A personal injury solicitor has been sanctioned for allowing the claims management company (CMC) that supplied almost all of his work to dictate the terms of clients’ engagement with his firm.
Israr Mohammed Malik was the former sole director, COLP and COFA of Kingson Law in Bradford, which received 95% of its work from a CMC referred to simply as ‘Company A’.
Between March 2018 and January 2019, Company A referred 119 clients who had signed an agreement with the CMC which authorised Kingson Law to act for the client.
The form also authorised the sharing of data with a medical reporting company linked to Company A, regardless of whether this was the company instructed, and waived the client’s right to cancel their instructions to the firm.
The agreement was drafted by Company A without Mr Malik’s input and he did not advise clients on its content.
He admitted that he allowed his independence to be compromised and failed to act in his clients’ best interests.
The agreement recorded that Kingson Law had close links to two other firms of solicitors (firms B and C), and his staff worked at these other firms “concurrently or successively or both”.
Staff often worked at all three firms without written contracts and there was no training on risks to client confidentiality and data protection.
The firm acted for a couple in linked personal injury matters. The husband’s file was transferred to firm C by the fee-earner on the file, who also worked at firm C, without the client’s consent of Mr D or Mr Malik’s knowledge.
It was, the SRA said, sometimes unclear at which firm fee-earners were working when tasks were undertaken on both files.
The clients complained in 2017 but Mr Malik only made changes to the firm’s systems to address these issues in July 2019, during the SRA investigation, and the firm closed on 31 October 2019.
Mr Malik admitted breaching rules on confidentiality and having appropriate systems and controls in place to identify and mitigate risks to confidentiality and data protection.
In mitigation, the solicitor said Kingson Law did not enforce the cancellation waiver in the agreements drafted by Company A, nor did it share medical information when it was not necessary.
He offered the couple compensation for the deficiencies in the service they received
In deciding a fine was appropriate, the SRA said Mr Malik “demonstrated a reckless disregard of harm these issues could have caused to his clients” and only “noticed and rectified” them when prompted to do so by the SRA, rather than when he received the complaints.
“A financial penalty is appropriate because Mr Malik’s conduct has been serious.

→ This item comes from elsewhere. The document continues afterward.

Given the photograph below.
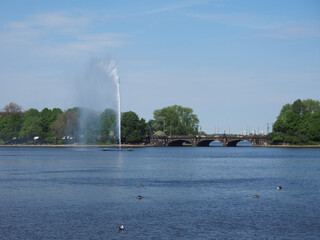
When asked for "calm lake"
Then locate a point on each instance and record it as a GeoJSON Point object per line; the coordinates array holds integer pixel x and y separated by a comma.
{"type": "Point", "coordinates": [187, 193]}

A fine will act as a credible deterrent and thus maintain professional standards and uphold public confidence in the delivery of legal services and the solicitors’ profession.”
Though the nature of the conduct was serious, the impact was judged low, which under the SRA’s fining guidance meant a penalty bracket of £1,000 to £5,000.
Taking into account the mitigation, the SRA said a fine of £2,000 was appropriate.
Mr Malik also agreed to pay the SRA costs of £600.